Since colorectal polyps are often clinically asymptomatic, even if some gastrointestinal symptoms, such as bloating, abdominal pain, diarrhea and constipation, are mild and atypical, they can easily be overlooked. Therefore, anyone with unexplained blood in stool or digestive symptoms should pay attention to the hospital for further examination and confirmation of the diagnosis. The usual tests are fecal occult blood test, fiberoptic colonoscopy, radiological examination, and histopathological examination. Screening for adenoma patients focuses on those at high risk for adenoma, including: those with a personal or family history of intestinal adenoma or cancer; those over 40 years of age who have recently developed intestinal symptoms, especially blood in the stool; those with a family history of breast or endometrial cancer; and those with a history of colonic diverticula and gallstones.
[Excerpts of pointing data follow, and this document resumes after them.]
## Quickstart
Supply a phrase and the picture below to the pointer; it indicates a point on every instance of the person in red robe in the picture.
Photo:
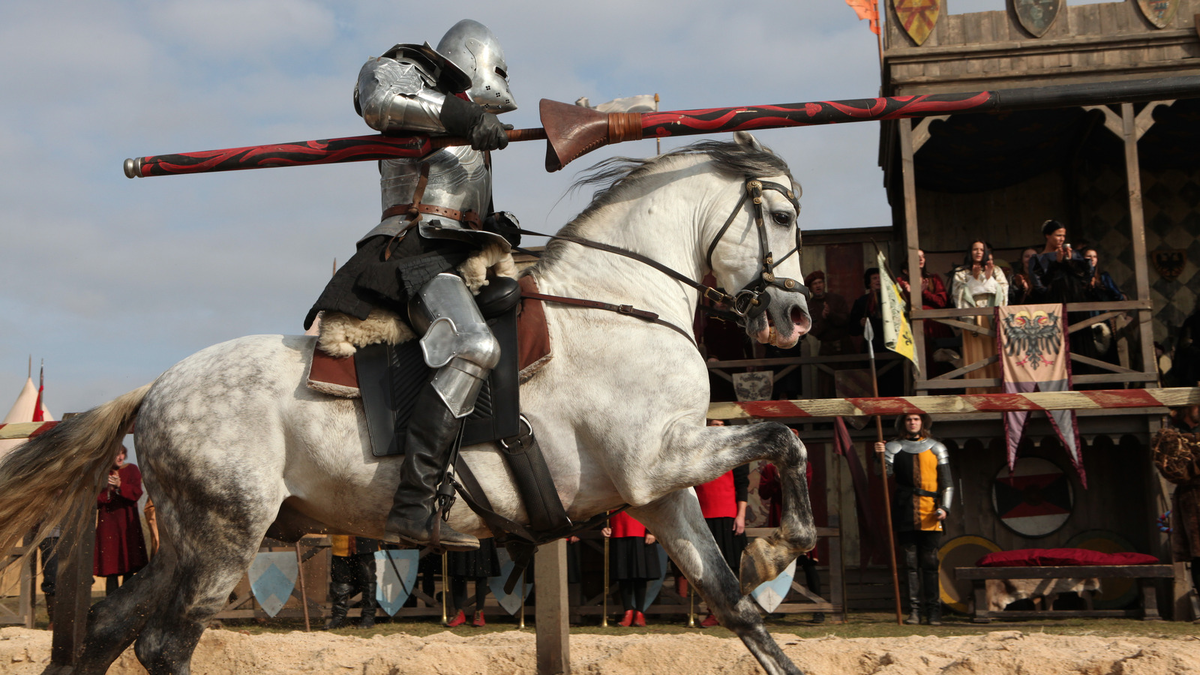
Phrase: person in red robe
(120, 547)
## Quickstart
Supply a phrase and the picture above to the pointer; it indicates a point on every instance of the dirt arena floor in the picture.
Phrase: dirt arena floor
(505, 652)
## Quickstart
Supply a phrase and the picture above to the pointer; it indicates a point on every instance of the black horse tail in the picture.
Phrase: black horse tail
(43, 479)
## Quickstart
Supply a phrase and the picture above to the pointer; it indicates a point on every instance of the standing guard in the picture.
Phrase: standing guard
(445, 197)
(924, 493)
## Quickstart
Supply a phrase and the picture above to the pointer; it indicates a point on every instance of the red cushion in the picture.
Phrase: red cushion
(1053, 557)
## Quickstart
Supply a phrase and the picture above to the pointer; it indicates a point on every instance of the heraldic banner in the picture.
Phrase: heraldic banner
(1036, 357)
(897, 332)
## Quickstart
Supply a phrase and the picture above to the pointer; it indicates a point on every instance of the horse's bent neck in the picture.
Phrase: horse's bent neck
(665, 217)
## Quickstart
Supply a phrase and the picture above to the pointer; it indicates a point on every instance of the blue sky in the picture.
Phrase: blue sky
(112, 280)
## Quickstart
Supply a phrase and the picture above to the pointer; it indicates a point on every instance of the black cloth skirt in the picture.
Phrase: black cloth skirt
(731, 544)
(475, 565)
(631, 560)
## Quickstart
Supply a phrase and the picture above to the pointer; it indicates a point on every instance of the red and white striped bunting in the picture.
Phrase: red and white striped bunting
(24, 429)
(1104, 399)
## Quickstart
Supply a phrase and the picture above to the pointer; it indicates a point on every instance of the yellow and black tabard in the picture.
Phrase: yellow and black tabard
(922, 470)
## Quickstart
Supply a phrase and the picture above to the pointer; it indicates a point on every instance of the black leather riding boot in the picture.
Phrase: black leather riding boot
(913, 598)
(931, 590)
(427, 446)
(367, 583)
(340, 590)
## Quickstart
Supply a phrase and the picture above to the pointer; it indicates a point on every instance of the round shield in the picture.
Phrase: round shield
(960, 551)
(1115, 593)
(1035, 500)
(771, 593)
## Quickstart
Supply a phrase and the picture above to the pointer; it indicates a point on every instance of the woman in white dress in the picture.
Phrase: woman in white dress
(978, 282)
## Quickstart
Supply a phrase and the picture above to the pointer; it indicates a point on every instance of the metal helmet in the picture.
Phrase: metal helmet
(472, 46)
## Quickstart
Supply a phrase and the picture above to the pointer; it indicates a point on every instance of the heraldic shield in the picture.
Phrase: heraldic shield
(395, 577)
(918, 17)
(273, 577)
(510, 602)
(1037, 16)
(771, 593)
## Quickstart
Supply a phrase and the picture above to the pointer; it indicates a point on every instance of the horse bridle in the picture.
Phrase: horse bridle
(748, 303)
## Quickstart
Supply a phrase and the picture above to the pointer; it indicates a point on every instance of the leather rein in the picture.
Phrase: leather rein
(747, 304)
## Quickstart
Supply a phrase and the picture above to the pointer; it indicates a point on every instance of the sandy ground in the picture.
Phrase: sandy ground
(27, 652)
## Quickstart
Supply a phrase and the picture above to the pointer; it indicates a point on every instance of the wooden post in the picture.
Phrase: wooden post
(552, 610)
(27, 603)
(73, 586)
(907, 149)
(1138, 237)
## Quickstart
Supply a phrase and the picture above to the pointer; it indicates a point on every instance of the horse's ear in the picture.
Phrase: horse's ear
(747, 139)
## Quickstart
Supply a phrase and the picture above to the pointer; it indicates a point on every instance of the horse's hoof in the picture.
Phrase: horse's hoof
(756, 566)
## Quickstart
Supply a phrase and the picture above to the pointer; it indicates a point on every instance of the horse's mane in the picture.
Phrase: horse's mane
(615, 177)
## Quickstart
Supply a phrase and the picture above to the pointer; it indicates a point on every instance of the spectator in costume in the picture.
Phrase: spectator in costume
(724, 503)
(634, 562)
(831, 326)
(1177, 458)
(933, 297)
(120, 545)
(978, 282)
(352, 569)
(922, 501)
(771, 489)
(477, 565)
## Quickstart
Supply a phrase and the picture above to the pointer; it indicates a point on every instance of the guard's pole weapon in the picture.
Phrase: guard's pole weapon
(573, 131)
(869, 338)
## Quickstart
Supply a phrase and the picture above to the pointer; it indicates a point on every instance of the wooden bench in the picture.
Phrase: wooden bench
(1145, 574)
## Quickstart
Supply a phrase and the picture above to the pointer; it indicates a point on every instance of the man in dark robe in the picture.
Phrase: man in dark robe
(120, 547)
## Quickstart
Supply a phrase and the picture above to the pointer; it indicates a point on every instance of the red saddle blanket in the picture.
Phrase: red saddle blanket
(328, 374)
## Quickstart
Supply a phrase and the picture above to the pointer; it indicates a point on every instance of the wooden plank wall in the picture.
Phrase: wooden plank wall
(984, 48)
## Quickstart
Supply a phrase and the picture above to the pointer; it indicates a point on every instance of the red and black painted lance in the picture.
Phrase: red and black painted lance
(573, 131)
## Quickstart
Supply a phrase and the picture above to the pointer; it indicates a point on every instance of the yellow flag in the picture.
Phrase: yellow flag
(897, 330)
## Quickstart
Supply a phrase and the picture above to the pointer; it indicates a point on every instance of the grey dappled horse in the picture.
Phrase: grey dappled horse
(234, 447)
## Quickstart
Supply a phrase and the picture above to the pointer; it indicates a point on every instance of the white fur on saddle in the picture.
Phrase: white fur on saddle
(341, 335)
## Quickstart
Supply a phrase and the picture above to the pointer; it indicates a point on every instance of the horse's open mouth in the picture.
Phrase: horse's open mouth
(769, 334)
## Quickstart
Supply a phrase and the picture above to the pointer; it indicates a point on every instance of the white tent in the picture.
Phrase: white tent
(23, 411)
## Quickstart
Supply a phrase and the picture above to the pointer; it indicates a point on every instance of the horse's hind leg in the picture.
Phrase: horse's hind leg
(114, 622)
(208, 568)
(679, 526)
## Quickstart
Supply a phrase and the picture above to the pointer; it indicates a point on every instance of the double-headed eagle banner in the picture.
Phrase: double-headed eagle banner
(1036, 357)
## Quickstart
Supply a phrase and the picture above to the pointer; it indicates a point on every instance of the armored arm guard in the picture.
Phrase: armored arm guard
(889, 453)
(397, 95)
(945, 483)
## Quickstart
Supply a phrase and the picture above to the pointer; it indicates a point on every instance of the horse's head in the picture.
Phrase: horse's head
(755, 245)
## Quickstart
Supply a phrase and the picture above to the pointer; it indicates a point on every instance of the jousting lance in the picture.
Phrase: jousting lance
(573, 131)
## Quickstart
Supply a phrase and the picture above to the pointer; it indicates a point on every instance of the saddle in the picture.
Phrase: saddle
(388, 377)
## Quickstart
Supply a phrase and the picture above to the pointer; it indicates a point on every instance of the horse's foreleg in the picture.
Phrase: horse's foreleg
(679, 526)
(765, 557)
(700, 454)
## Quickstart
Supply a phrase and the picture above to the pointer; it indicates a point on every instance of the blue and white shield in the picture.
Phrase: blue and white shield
(769, 595)
(652, 590)
(395, 577)
(510, 602)
(273, 575)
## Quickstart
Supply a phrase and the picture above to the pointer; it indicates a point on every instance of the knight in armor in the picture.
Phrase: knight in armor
(922, 501)
(437, 215)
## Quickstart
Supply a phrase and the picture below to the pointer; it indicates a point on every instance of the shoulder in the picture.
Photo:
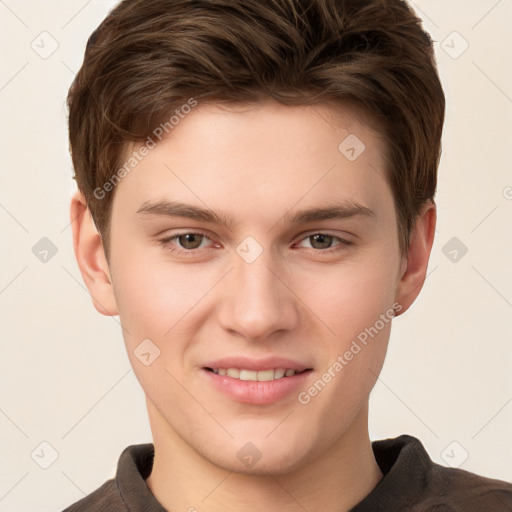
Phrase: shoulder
(460, 490)
(105, 497)
(413, 482)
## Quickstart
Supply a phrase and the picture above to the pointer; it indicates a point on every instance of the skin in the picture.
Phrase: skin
(254, 165)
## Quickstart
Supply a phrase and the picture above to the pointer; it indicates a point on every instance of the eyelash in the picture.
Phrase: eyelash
(166, 243)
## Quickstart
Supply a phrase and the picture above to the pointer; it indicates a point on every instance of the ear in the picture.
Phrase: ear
(415, 263)
(90, 257)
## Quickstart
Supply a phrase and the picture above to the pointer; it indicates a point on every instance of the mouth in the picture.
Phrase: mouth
(257, 375)
(257, 387)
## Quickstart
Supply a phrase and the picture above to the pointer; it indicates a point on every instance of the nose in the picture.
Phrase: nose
(258, 301)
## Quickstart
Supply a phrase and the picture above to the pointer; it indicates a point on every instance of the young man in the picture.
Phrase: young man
(261, 174)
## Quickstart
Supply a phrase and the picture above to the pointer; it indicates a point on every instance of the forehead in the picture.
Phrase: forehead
(254, 159)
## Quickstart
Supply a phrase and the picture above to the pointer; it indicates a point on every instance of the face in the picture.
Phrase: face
(249, 242)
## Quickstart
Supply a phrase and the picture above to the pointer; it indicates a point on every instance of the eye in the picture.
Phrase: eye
(325, 242)
(184, 242)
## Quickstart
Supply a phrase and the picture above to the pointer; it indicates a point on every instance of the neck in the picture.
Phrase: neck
(182, 479)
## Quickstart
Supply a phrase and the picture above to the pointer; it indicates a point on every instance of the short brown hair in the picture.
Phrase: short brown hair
(150, 57)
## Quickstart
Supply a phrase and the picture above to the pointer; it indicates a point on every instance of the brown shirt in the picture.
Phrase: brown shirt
(411, 482)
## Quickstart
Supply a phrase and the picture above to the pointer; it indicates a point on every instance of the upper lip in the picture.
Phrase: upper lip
(267, 363)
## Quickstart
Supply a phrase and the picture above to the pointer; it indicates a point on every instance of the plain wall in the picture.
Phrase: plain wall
(65, 375)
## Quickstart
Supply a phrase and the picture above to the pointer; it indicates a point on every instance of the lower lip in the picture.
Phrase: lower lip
(257, 392)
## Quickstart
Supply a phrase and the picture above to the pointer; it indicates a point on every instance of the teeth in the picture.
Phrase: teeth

Theoretical basis for the evolution of “adenoma-cancer”: biologically speaking, adenoma may be malignant from the beginning (i.e. Denovo direct theory), or it may undergo a process of malignant transformation. However, the “adenoma-cancer” theory of development has been generally agreed upon by scholars. Nevertheless, carcinoma is not an inevitable outcome for all adenomas; in fact, the majority of adenomas do not become cancerous throughout life; moreover, it takes 5-15 years for a colorectal adenoma to develop into colorectal cancer. The risk factors for adenoma cancer are mainly as follows: 1. size of adenoma: the general rule is that the chance of adenoma cancer increases with the increase of adenoma volume, large adenoma is prone to cancer, the cancer rate of adenoma less than 1.0cm does not exceed 1.5%, the cancer rate of polyp greater than 2cm reaches 30%-50%. 2. shape of the tip: generally adenoma with long tip is rarely carcinogenic. The number of adenomas: the chance of cancer is higher for multiple adenomas than for single adenomas. 4. age and gender: the risk of adenoma cancer increases with age, from 2% before the age of 50 to 15.3% after the age of 70; from the gender factor, the rate of adenoma cancer is higher for women than for men. 5. location of adenoma: the rate of adenoma cancer in rectum is 7.3%, while the rate of adenoma cancer in sigmoid colon is 7.3%. The rate of adenoma of rectum is 7.3%, while the rate of adenoma of sigmoid colon is 24.8%.6. The amount of histological villous component: villous adenoma is easy to become cancerous, while the rate of tubular adenoma is low. In the tertiary classification, the incidence of cancer was 5.7%, 18.0% and 34.5% for adenoma with mild, moderate and severe atypical hyperplasia, respectively. Choroidal adenomas are often associated with grade III atypical hyperplasia and are prone to carcinogenesis.
In summary, colorectal polyps are a relatively common colorectal disease, polyp cancer is only a very small number. Among them, the diagnosis and treatment of tumor polyp (adenoma) has become one of the important topics in the prevention of colon and rectal cancer.